The service account must have the IAM permission for the resource and action.

API scopes can narrow access below what the service account’s IAM roles allow, but they cannot grant permissions the service account does not have.

Glossary

Term	Meaning
OIDC	OpenID Connect — a standard for identity tokens (JWTs) issued by an identity provider
JWT	JSON Web Token — a signed, base64-encoded token with three parts: header, payload, signature
ID token	The JWT your CI platform issues to the job. This is what you send to `/oidc/token`
Bearer token	The Thalassa Cloud access token returned after a successful exchange. Use this for API calls
Issuer (`iss`)	The OIDC provider that signed the token (e.g. `https://token.actions.githubusercontent.com`). Must match the identity provider configuration exactly
Subject (`sub`)	Primary claim identifying the caller. Format varies by provider — this is what federated identity matching uses
Audience (`aud`)	Who the ID token is intended for. Must match Trusted Audiences on the federated identity and what you configure in your CI pipeline
JWKS	JSON Web Key Set — public keys used to verify the ID token signature. Fetched automatically from the issuer’s well-known configuration
Token exchange	The process of trading an external OIDC ID token for a Thalassa Cloud bearer token via `POST /oidc/token`
Impersonation	Acting as a service account using a bearer token obtained through federation

Decode your ID token

When claim matching fails, decode the ID token to see what the CI platform actually issued:

# Print the JWT payload (middle segment) as JSON
echo "${OIDC_TOKEN}" | cut -d. -f2 | base64 -d 2>/dev/null | jq

On macOS, if base64 -d fails, use base64 -D instead.

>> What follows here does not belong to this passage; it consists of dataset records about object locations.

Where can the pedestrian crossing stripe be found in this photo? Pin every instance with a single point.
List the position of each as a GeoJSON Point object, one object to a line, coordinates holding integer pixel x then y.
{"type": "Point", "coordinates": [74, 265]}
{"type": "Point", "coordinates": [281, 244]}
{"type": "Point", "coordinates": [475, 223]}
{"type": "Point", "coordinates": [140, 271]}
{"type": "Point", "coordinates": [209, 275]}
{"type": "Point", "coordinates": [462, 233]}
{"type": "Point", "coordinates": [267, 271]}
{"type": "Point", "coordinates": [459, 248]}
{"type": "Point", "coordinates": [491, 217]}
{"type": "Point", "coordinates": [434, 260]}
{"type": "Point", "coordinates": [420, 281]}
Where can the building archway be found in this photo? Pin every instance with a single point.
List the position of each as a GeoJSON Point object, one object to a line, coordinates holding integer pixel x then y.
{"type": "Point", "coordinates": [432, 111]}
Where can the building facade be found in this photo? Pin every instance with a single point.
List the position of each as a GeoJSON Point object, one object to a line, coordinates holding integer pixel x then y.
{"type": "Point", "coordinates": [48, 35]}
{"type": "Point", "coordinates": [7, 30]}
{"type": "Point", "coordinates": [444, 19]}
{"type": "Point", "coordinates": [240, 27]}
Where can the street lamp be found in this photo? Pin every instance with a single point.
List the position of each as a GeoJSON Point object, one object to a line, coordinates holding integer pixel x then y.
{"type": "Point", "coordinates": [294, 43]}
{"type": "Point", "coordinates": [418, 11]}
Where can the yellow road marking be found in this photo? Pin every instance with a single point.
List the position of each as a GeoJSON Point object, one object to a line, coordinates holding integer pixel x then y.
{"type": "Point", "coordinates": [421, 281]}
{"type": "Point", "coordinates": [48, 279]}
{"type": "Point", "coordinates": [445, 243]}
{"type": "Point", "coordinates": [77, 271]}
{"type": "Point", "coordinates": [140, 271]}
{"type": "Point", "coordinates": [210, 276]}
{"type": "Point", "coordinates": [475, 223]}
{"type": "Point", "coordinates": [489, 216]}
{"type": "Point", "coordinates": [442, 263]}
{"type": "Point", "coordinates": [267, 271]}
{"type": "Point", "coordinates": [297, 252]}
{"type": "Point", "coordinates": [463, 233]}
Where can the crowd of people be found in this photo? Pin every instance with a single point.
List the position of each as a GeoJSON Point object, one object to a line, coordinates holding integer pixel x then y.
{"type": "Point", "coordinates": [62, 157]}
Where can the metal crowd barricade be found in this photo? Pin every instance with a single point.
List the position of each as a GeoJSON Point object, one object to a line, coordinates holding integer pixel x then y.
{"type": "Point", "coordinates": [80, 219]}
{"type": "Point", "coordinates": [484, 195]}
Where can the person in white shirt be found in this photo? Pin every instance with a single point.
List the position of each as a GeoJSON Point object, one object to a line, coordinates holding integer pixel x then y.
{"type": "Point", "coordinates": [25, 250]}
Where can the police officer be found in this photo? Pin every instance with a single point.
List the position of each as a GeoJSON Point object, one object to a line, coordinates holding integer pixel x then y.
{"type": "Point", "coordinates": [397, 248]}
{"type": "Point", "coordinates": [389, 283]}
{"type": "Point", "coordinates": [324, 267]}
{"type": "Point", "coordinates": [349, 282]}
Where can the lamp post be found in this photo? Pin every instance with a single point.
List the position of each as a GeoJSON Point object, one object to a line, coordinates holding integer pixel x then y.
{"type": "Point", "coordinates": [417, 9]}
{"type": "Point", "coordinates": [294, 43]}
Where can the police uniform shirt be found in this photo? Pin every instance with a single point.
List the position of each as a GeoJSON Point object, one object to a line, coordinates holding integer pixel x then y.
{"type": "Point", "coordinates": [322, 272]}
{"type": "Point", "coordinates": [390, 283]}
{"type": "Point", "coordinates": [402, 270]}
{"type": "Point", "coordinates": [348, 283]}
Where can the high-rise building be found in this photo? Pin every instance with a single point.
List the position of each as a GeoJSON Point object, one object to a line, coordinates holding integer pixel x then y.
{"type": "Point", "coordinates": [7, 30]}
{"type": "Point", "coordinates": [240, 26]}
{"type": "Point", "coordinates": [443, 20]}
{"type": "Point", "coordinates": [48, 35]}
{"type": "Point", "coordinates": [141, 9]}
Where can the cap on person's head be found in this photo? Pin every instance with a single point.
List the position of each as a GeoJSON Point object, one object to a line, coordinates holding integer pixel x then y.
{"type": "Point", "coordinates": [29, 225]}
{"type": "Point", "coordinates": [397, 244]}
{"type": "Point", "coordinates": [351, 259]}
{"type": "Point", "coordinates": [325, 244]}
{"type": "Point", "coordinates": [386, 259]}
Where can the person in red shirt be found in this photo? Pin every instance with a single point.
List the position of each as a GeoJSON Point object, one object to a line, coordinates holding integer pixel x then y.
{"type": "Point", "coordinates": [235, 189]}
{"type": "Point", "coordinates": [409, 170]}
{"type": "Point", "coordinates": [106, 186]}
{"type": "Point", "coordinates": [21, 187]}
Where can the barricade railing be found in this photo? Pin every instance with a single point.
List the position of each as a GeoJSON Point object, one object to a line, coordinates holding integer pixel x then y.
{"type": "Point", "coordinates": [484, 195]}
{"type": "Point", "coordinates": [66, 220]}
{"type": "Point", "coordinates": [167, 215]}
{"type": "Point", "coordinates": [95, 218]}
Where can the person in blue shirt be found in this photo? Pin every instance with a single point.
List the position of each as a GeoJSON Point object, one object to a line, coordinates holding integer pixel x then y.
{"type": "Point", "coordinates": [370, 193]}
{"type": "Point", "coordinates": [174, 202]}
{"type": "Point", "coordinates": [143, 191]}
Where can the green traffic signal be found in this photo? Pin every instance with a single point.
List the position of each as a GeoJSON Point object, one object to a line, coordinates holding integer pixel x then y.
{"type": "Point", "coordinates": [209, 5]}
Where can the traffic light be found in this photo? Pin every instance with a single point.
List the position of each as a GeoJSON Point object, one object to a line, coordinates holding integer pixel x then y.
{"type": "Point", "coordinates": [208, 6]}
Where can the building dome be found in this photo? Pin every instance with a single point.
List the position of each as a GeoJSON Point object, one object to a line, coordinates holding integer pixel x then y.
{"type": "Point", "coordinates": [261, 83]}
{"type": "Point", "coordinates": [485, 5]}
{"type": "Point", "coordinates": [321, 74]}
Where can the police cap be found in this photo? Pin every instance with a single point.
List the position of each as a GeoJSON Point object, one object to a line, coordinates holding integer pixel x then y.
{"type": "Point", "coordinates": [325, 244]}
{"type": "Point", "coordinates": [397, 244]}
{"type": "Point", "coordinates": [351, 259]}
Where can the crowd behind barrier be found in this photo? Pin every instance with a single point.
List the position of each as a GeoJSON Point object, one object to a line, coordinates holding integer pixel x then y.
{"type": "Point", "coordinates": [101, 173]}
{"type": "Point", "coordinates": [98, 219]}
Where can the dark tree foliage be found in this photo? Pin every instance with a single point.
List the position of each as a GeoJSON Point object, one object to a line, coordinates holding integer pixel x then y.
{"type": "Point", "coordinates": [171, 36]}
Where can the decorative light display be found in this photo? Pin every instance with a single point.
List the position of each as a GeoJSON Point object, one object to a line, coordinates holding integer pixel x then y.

Compare the output to your federated identity configuration:

JWT field	Federated identity setting
`iss`	Identity provider issuer URL
`aud`	Trusted Audiences
`sub`	Subject claim
Other fields (`repository`, `ref`, `environment`, etc.)	Additional claims

Example: GitHub Actions token

A token from a push to main on myorg/myrepo might contain:

{
  "iss": "https://token.actions.githubusercontent.com",
  "sub": "repo:myorg/myrepo:ref:refs/heads/main",
  "aud": "https://api.thalassa.cloud",
  "repository": "myorg/myrepo",
  "repository_owner": "myorg",
  "ref": "refs/heads/main"
}

A matching federated identity would use:

Trusted Audiences: https://api.thalassa.cloud
Subject claim: repo:myorg/myrepo:ref:refs/heads/main

And the GitHub workflow must request the token with the same audience (see GitHub Actions and GitLab CI guides).

Project context

Many Thalassa Cloud resources are scoped to a project. When calling project-scoped APIs, set the active project using one of:

X-Project-Identity header
OIDC project claim on the bearer token (if configured)
?project= query parameter

Without a project context, only organisation-scoped resources and organisation-level permissions apply. See IAM policy concepts for how project context affects permission checks.